Data cleaning – all you have to know

As we already know what attributes data has to comply with (part III), and what data types we can have in our dataset (part II), we have all the basics to work with the dataset we own and start to perform data analysis. Almost. First, we have to prepare our data set for analysis and data transformation.

Since no data set is errorless, we always have to include this step before performing any analysis or dashboard creation. Otherwise, the outcome is going to be unreliable, because we base it on an untrustworthy source. This process is called data cleaning and is the key part of the data management process. There are several actions that you have to undertake.

Table of Contents

What are the steps in the process of data cleaning?

The process of achieving high-quality data can be accomplished by iterating those four steps:

  1. Inspection
  2. Cleaning
  3. Verifying
  4. Reporting

At first this might look tedious and mundane, but as you will see in the examples, it can be straightforward. Indeed, it all depends on how big and chaotic data sets we receive. AEC usually operates on a limited amount of data (though its amount is rising steadily), but with poor quality.

Inspection

First, take a look at the data from a higher perspective. Your goal here is to detect unexpected, incorrect, and inconsistent data. Remember or note incorrect patterns – we will tackle those in the next step.

A good idea is to create a summary statistic (e.g. pivot table) and check whether values have typos or what patterns you see in different columns. If you have to statistically analyse your data (rather seldom in our branch), it is worth creating visualizations – they help a lot with identifying outliers and unexpected values.

Inspect pivot
An easy pivot showing missing values fo over 100 000 objects. Now I know that the column “Merke” has to be closely monitored and cleaned.

Cleaning

This is the process of modifying the data that we have detected as erroneous. Depending on the findings, the process of data cleaning involves removing, correcting or imputing. Below is the list of the most popular operations while cleaning the data sets.

Remove duplicates

Removing duplicates is oftentimes the first data-cleaning operation. Just as the most extensive. This is especially important when you are combining a few data sources. For instance, while federating models or creating an item-type schedule from schedules delivered by different disciplines.
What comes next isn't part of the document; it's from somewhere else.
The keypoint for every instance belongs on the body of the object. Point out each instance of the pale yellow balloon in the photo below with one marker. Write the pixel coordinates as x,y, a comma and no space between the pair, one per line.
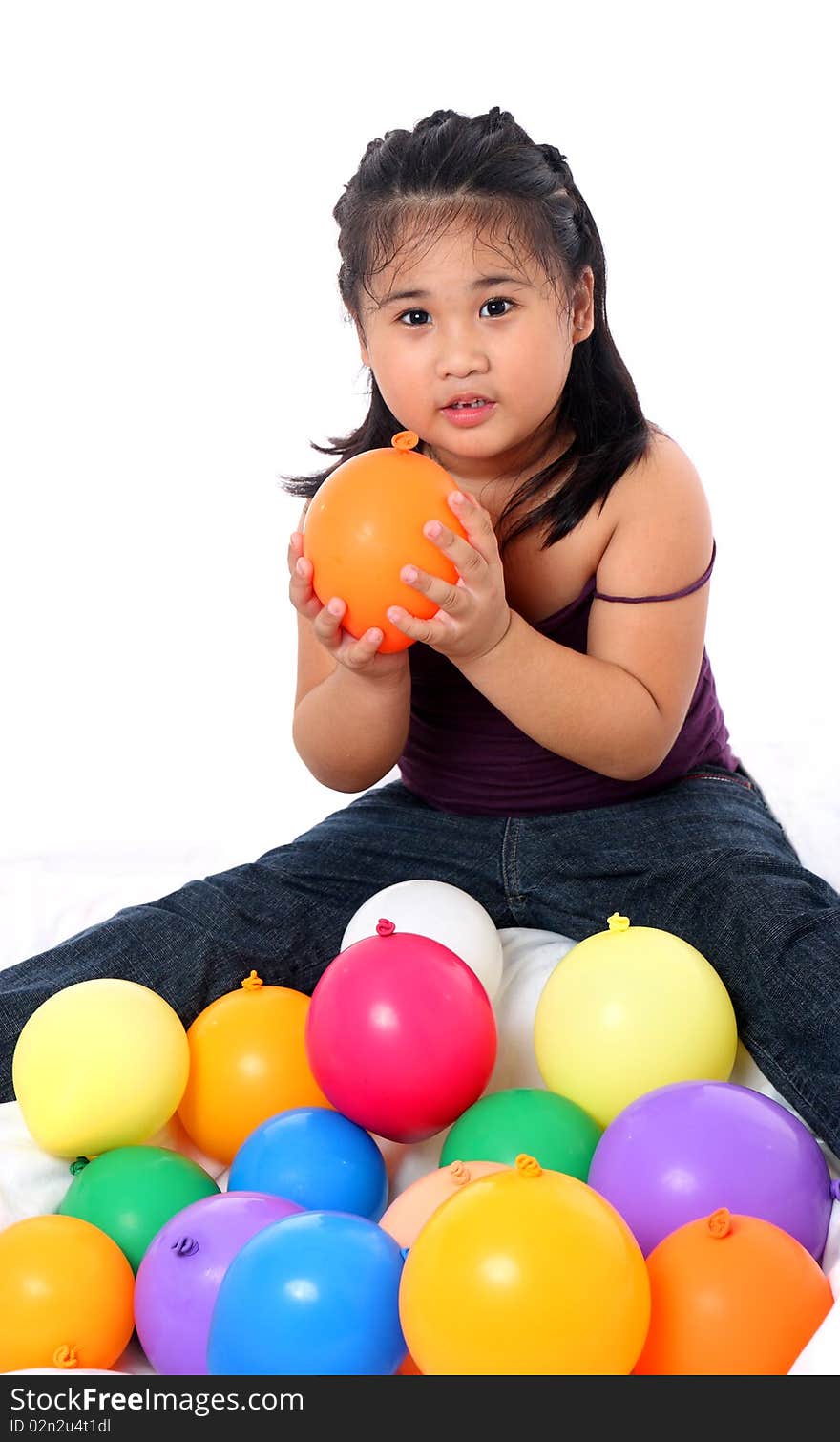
102,1063
630,1009
412,1209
To remove duplicates, you have to first find the value that is required to be unique. This might be an item number, a room number or an ID. It can also be multiple columns that altogether have to create a unique dataset (for example customer data – name, surname and address can have duplicates while looking only at one column at a time, but together they create unique datasets).
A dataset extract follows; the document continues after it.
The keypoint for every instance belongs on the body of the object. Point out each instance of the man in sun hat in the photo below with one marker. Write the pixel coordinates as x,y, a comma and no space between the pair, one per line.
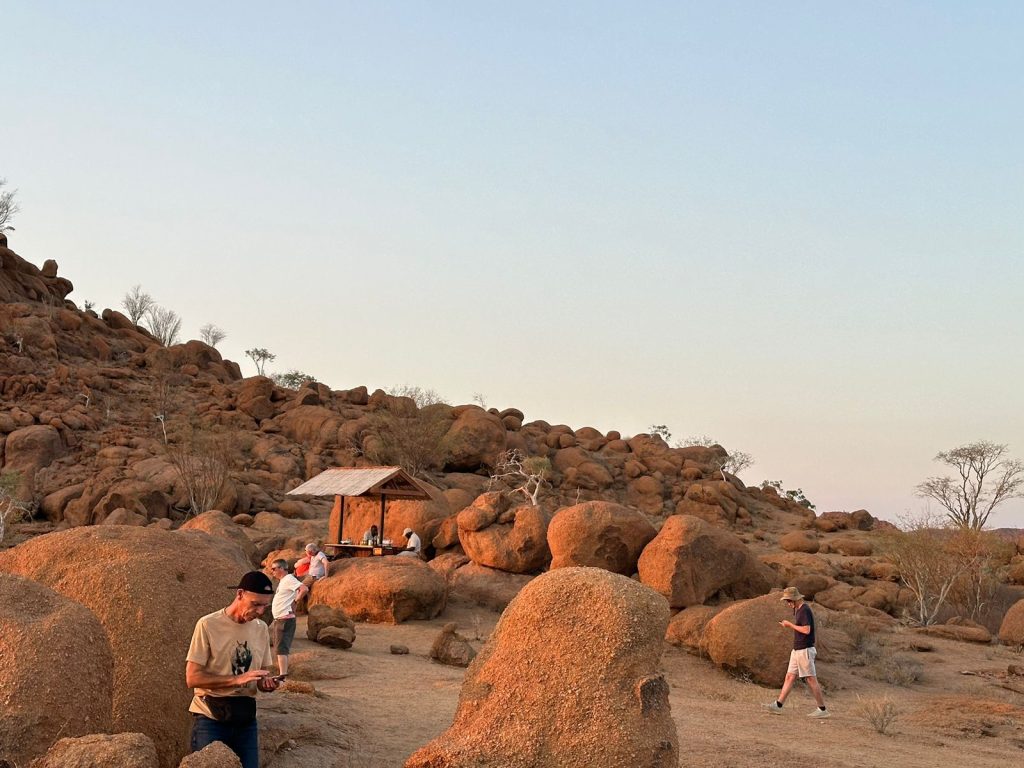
413,544
802,656
227,662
The easiest and low threshold operation is to dump the data into an Excel file and use the function “remove duplicates”. You choose which column(s) has to be treated as unique and Excel removes duplicates. Be careful here though, since you have no control over what records are being deleted. To mark duplicates before being deleted, you have to use the “conditional formatting” tool.
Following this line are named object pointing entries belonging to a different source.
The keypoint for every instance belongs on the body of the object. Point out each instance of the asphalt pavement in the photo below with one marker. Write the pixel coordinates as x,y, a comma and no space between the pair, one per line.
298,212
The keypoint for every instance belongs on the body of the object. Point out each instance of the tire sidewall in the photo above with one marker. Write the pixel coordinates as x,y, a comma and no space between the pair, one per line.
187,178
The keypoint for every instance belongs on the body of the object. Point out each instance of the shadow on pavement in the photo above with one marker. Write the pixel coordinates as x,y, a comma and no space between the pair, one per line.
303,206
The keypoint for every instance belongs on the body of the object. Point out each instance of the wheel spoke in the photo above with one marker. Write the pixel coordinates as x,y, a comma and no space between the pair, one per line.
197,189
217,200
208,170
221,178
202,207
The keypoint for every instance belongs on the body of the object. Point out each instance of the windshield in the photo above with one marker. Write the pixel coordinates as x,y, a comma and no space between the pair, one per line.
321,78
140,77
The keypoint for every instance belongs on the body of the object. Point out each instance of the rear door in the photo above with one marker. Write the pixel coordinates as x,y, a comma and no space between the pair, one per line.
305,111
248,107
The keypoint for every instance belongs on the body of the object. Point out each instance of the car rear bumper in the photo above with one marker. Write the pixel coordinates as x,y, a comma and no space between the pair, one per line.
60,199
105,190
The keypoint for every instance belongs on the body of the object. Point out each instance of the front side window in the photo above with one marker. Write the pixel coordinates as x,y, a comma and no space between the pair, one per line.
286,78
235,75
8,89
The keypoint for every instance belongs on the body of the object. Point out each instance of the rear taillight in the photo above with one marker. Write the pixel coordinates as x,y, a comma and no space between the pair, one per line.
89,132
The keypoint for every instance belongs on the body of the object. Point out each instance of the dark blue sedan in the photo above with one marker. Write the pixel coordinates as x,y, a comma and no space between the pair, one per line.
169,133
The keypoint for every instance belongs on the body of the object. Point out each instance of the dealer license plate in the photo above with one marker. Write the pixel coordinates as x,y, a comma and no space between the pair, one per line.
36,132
Remove outliers and irrelevant data

Irrelevant data is when the hits in the table don’t match your desired analysis. This can be for example exporting all categories “wall” while you want only to analyze the interior walls. Consequently, less data will make your analysis more efficient and in some cases – the only correct one (like when you are summing the wall area for internal walls).

Setting correct filters on columns will do the job with irrelevant data. Sometimes it is necessary to use another column to filter out irrelevant data. Example: both your external walls and internal walls have a random type name and cannot be easily distinguished by this parameter. But you know, that external walls have bricks as outer material. Including this column in the schedule would make it easier to filter out irrelevant data.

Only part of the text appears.